Through the Glass is a true story, and it’s a really compelling one. It takes readers through the story of how Shannon and Jason met, fell in love, and began a life together. They seemed like the perfect couple to many of their friends and family, with so much to look forward to after their happy wedding. But Jason had a dark side, and when it was unleashed Shannon soon found out the there is little help and many consequences for the families of criminals.

Because Jason committed a violent crime against two women, Shannon dealt with heartache over what the victims went through. But she also dealt with a complete lack of resources for the families. She lost her husband, many friends, her dreams of a baby, and so much more all in a single moment, and there wasn’t anything she could do about. When counseling or assistance was sought, she was told that none were available. And though experts agreed there was nothing she could have done to prevent the crime, she suffered a lot of censure for crimes she had not committed.

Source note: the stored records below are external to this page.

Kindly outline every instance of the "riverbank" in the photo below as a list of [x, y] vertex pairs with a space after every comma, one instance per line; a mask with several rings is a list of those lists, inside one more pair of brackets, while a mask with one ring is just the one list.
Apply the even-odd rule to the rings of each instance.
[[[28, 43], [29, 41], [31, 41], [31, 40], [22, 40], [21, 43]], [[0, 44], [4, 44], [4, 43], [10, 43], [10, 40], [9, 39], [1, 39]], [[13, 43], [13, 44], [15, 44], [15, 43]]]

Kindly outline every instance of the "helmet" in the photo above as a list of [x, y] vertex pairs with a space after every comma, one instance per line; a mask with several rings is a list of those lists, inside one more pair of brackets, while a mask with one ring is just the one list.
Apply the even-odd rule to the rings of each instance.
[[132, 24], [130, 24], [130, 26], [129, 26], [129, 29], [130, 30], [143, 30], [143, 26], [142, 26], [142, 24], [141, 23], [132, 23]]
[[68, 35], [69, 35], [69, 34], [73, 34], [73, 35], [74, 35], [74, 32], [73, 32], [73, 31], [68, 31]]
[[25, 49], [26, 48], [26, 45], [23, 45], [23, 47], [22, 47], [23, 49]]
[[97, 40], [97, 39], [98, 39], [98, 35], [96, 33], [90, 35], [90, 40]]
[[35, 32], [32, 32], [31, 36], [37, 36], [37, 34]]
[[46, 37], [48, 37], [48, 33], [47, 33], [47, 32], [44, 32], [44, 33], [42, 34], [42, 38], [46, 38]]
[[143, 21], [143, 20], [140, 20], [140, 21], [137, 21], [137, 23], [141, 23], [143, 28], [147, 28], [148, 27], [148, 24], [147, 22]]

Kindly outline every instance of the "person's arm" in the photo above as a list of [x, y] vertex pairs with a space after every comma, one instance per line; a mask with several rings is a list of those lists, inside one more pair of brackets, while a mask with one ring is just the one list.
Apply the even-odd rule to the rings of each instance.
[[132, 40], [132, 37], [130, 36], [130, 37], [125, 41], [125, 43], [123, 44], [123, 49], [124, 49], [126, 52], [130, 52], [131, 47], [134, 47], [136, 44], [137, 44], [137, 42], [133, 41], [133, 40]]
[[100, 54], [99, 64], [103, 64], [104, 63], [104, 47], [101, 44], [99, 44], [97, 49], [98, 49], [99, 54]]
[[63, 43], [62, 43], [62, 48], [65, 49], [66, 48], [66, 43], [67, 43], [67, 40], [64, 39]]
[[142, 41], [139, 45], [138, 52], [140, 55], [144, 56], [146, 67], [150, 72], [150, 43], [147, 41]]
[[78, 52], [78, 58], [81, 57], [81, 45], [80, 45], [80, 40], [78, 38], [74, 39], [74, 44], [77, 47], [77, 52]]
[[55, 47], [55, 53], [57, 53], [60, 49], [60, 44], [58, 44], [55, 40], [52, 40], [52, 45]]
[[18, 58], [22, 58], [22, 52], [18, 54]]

Though many expected her to completely abandon her husband, Shannon couldn’t just turn away without understanding what happened. And so, Through the Glass also follows the story of her quest to understand what went wrong, and to help Jason work his way towards some sort of healing as well.  It’s a fascinating subject, and one most of us don’t really consider all that often. But with prisons overcrowded and no end in sight, it’s an issue that affects a lot of families. By gaining an understanding of how crimes affect the families as well as the victims, programs can be created to hopefully stop the cycle.

Through the Glass is a well written memoir that tackles a difficult issue not generally broached. It’s a fascinating look at violent crime from a much different angle, and it’s a story told with kindness and grace.